To know that, we have to know the actual EM dipole moment and gravitational quadrupole moment of the pulsar. However, we have no independent way of measuring either of those things. The best we can do is to use the intensity of the EM radiation we detect from the pulsar (namely, its pulses) to estimate how much energy it is radiating as EM waves, and to try to detect GWs from it to get an estimate how much energy it is radiating as GWs.

As I understand it, the EM intensity we see is consistent with all of the observed rotational energy loss being due to EM wave emission. This would indicate that the pulsar is not radiating GWs to any significant extent, and therefore has a negligible gravitational quadrupole moment (or more precisely a negligible third time derivative of same). This is also consistent with the fact that we have observed no GWs from the pulsars in question.

How does all this relate to the quadrupole formula? Well, the quadrupole formula predicts that a negligible third time derivative of the quadrupole moment gives a negligible energy loss due to GW emission. That's why we deduce a negligible third time derivative of the quadrupole moment based on the fact that all of our observations indicate a negligible energy loss due to GW emission. I assume that $\epsilon$ is basically equivalent to "third time derivative of the quadrupole moment" (the latter is what I'm used to seeing in GW emission power formulas), so these observations would also predict a negligible $\epsilon$.
This doesn't seem to be stated correctly (as mfb has pointed out several times now). The difference between the spindown limit prediction for pulsar GW emission, and the actual observed pulsar GW emission, is in the value of $\epsilon$ we plug into the formula; the formula itself is the same in both cases. For the spindown limit, we use the observed rate of energy loss to infer what the value of $\epsilon$ would have to be to account for all of that energy loss being due to GWs.
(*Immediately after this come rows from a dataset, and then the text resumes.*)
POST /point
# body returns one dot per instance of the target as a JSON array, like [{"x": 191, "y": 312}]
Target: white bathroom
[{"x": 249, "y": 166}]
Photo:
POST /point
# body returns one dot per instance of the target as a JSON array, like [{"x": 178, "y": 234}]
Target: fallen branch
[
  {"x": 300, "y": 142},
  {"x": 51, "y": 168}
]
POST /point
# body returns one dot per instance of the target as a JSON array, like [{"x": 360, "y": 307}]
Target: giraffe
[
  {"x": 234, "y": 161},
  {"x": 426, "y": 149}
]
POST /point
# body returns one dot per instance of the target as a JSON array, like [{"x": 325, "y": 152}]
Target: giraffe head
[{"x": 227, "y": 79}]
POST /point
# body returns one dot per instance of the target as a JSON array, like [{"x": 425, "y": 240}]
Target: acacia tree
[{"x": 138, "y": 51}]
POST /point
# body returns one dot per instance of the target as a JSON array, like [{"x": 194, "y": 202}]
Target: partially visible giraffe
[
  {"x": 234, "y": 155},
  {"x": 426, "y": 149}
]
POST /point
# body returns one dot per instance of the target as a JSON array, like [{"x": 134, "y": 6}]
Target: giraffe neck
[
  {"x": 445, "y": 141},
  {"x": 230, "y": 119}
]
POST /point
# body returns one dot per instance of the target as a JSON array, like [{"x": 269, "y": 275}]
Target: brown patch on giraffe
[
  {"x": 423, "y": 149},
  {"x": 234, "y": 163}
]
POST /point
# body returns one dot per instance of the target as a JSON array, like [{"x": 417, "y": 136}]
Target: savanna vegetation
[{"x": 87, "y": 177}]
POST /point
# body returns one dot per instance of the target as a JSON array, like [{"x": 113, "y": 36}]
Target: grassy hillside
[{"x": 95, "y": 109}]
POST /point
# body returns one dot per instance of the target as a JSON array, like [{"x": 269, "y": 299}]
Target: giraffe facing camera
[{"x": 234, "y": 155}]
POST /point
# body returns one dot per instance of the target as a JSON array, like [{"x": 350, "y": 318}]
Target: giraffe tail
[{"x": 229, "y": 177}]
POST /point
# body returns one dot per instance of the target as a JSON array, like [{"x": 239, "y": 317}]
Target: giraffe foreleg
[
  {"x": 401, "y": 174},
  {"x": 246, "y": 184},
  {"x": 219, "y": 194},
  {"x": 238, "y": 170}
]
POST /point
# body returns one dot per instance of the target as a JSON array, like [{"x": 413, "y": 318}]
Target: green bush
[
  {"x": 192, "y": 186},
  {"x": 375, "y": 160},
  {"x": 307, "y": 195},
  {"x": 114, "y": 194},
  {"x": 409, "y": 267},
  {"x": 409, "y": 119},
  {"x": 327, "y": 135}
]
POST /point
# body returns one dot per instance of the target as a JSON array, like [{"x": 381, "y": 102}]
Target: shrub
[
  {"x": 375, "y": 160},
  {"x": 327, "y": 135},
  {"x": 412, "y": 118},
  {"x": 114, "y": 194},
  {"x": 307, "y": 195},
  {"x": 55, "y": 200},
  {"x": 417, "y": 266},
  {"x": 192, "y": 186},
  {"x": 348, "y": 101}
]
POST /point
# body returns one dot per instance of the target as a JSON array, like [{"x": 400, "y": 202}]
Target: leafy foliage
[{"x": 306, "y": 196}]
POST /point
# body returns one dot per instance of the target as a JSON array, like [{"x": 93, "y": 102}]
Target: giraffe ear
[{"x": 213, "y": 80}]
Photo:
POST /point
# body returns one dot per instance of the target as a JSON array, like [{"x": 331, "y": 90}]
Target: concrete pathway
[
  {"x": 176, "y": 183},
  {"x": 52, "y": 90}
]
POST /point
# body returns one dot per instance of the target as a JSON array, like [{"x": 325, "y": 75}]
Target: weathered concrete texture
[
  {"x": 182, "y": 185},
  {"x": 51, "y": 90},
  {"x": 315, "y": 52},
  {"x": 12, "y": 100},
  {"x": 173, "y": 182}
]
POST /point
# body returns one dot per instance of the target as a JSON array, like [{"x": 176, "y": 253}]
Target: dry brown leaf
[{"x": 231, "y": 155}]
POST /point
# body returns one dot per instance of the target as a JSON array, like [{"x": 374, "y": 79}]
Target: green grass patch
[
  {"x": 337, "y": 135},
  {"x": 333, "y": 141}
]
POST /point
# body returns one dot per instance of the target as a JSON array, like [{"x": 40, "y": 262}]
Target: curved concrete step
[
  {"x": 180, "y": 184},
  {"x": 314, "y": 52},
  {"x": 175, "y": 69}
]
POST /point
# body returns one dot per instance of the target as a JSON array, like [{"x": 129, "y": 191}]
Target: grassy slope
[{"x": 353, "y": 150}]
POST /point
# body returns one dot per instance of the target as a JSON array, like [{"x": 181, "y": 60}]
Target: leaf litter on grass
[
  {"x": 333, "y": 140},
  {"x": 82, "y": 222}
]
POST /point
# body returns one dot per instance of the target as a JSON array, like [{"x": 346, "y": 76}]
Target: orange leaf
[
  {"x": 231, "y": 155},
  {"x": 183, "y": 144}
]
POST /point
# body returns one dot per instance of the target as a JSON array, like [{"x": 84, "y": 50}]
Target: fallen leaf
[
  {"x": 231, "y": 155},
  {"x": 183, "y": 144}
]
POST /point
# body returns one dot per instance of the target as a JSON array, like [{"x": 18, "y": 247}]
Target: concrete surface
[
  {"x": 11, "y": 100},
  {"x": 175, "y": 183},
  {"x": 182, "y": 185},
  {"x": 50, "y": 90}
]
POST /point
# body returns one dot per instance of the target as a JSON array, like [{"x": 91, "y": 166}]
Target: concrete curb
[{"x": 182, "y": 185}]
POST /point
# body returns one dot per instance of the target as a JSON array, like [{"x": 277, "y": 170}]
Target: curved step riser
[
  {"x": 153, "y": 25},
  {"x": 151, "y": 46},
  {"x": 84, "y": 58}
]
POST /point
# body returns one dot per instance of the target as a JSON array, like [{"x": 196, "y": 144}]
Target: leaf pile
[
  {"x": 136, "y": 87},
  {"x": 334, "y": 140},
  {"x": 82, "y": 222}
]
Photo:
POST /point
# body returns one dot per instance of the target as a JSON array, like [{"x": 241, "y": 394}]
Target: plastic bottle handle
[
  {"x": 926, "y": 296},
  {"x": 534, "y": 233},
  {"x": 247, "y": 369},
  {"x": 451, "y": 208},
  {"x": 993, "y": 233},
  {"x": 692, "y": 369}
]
To match the actual observations, we calculate what the upper limit on $\epsilon$ would be such that the energy loss rate due to the GW quadrupole formula is less than the smallest value we could have measured, i.e., the upper limit on $\epsilon$ consistent with no GWs actually being observed. But whatever that rate is, it is exactly the rate given by the quadrupole formula for that value of $\epsilon$. There isn't a different formula for the spindown limit case vs. the actual case.

Thanks for the effort to understand. You are basicallly right and I can see now where mfb and I were talking at cross-purposes. But we all actually agree on the math.

I thought he didn't distinguish between the spindown limit and the actual emission, and I admit I might have misled when talking about what I mean by the quadrupole formula. My claim was that upon the assumption that all the rotational energy loss was converted to GWs the quadrupole formula gave the spindown limit, not that the quadrupole formula cannot be applied by tuning the ellipticity according to observation to compute the actual emission.
That's what the tunable parameter $\epsilon$ does. $\epsilon$ is defined from components of the quadrupole moment $\frac{I_{xx}-I_{yy}}{I_{zz}}$ and it is $7.5*10^{-4}$ for the spindown limit case for Crab pulsar, but as I said one can lower it according to the model of pulsar or the observations from the LIGO interferometer. So yes the formula is in that sense the same, the difference comes from the ellipticity one inserts(for a given $I_{zz}$ that in the the Crab case is $10^{38} Kg.m^2$) and the particular spindown observed.

Now that we are on the same page maybe we can leave behing the prejudices and move on so I can formulate my question?

 

[PeterDonis]

so I can formulate my question?

Your question in the OP, as I understand it, is basically, if GW emission isn't what is causing the spindown of single pulsars, what is causing it, correct?

I have not looked in detail at the numbers, but the obvious candidate to me would be EM radiation emission.